Oats Idli (MTR) (1 Serving)
Breakfast
151 mg/dL
avg. peak value
Usually causes a large spike
Avg. Food Score on Ultrahuman App
Ultrahuman Users got an UNSTABLE response
How to consume Oats Idli without glucose spikes
Portion Control
Limit the quantity of oats idli you consume in one sitting to help manage your blood sugar levels.
Add Protein
Incorporate protein-rich foods like cottage cheese, lentils, or Greek yogurt with your meal to slow down the absorption of carbohydrates.
Include Healthy Fats
Add nuts like almonds or walnuts to your meal.

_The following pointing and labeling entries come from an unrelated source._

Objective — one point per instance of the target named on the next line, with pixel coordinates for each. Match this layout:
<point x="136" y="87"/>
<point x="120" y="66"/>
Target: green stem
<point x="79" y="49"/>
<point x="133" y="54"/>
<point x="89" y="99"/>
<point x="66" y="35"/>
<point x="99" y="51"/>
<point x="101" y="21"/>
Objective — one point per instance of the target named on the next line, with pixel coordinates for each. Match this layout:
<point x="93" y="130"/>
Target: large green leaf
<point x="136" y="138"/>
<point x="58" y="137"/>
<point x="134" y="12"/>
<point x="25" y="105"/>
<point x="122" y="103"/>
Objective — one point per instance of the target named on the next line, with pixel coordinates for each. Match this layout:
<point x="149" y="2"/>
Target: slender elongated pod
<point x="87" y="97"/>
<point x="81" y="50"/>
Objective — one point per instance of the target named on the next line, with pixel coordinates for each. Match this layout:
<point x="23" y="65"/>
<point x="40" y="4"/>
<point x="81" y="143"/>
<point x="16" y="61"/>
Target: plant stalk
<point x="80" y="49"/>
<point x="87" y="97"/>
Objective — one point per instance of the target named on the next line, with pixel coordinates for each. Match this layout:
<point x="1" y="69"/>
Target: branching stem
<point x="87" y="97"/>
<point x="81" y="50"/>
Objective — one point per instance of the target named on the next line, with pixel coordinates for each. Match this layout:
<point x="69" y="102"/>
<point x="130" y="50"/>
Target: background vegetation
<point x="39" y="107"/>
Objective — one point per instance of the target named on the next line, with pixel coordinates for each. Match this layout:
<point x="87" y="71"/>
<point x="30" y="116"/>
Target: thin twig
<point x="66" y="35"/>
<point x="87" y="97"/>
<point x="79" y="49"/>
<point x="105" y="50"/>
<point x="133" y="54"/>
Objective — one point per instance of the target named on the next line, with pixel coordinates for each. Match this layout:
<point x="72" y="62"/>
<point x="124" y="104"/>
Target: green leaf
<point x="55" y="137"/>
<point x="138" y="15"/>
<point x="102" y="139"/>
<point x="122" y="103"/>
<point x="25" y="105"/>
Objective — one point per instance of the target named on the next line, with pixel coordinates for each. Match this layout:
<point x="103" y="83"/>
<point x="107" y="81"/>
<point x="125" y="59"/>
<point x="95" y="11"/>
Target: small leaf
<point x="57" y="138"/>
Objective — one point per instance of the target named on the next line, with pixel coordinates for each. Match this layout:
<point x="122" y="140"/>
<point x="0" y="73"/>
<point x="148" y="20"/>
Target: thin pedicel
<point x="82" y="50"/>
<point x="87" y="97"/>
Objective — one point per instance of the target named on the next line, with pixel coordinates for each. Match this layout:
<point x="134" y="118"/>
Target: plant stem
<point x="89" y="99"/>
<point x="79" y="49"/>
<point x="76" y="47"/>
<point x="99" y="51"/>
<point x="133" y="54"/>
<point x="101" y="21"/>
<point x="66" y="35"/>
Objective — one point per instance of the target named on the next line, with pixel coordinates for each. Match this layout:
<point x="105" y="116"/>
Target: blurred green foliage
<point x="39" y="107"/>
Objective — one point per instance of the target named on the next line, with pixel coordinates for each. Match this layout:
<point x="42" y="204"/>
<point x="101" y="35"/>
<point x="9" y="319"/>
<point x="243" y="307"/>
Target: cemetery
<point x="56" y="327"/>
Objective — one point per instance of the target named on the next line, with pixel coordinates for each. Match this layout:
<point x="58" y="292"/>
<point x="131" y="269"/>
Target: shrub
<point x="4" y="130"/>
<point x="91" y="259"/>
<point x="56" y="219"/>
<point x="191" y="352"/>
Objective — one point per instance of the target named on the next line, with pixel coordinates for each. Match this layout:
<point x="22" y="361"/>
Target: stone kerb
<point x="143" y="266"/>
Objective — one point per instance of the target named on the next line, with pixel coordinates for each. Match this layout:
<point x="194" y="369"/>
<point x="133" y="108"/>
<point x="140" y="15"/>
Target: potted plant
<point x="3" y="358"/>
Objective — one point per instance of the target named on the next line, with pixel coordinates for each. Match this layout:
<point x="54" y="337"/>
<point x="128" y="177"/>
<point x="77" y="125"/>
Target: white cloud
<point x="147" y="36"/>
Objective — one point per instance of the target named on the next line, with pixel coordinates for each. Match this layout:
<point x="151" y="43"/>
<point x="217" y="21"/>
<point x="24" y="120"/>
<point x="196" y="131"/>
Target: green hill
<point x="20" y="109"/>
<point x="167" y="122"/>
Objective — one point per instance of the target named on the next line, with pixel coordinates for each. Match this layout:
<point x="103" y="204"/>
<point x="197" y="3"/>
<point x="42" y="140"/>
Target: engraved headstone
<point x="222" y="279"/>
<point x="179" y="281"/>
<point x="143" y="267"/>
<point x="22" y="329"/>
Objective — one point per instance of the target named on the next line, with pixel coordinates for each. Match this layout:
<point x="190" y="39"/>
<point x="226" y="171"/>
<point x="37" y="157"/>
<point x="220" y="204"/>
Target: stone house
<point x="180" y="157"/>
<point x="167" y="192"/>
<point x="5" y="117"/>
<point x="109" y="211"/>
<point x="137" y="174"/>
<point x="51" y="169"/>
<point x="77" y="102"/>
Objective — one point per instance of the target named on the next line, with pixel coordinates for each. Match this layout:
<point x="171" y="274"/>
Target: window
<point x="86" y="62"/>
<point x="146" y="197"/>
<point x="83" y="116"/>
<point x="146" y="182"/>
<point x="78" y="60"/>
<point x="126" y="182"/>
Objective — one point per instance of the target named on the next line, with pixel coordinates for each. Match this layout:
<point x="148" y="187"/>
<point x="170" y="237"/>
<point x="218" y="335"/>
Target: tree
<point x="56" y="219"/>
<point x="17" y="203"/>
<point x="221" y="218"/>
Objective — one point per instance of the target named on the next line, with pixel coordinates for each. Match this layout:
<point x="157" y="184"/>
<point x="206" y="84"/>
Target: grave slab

They can help moderate glucose spikes by slowing digestion.
Incorporate Fiber
Add more vegetables to your meal, such as spinach or grated carrots, which can help slow the release of glucose into the bloodstream.
Opt for Whole Grains
If possible, mix oats with other whole grains such as quinoa or barley when making idli.
Stay Hydrated
Drink plenty of water throughout the day, as it can help with overall digestion and glucose management.
Exercise Regularly
Engage in activities like walking, cycling, or yoga after meals to help your body use glucose more effectively.
Monitor Meal Timing
Try to maintain consistent meal times to help your body anticipate and manage blood sugar levels better.
Use Spices
Incorporate cinnamon or fenugreek into your meal preparation, as they are known to help with glucose control.
Chew Slowly
Eat slowly and chew thoroughly to give your body more time to process the carbohydrates in your meal.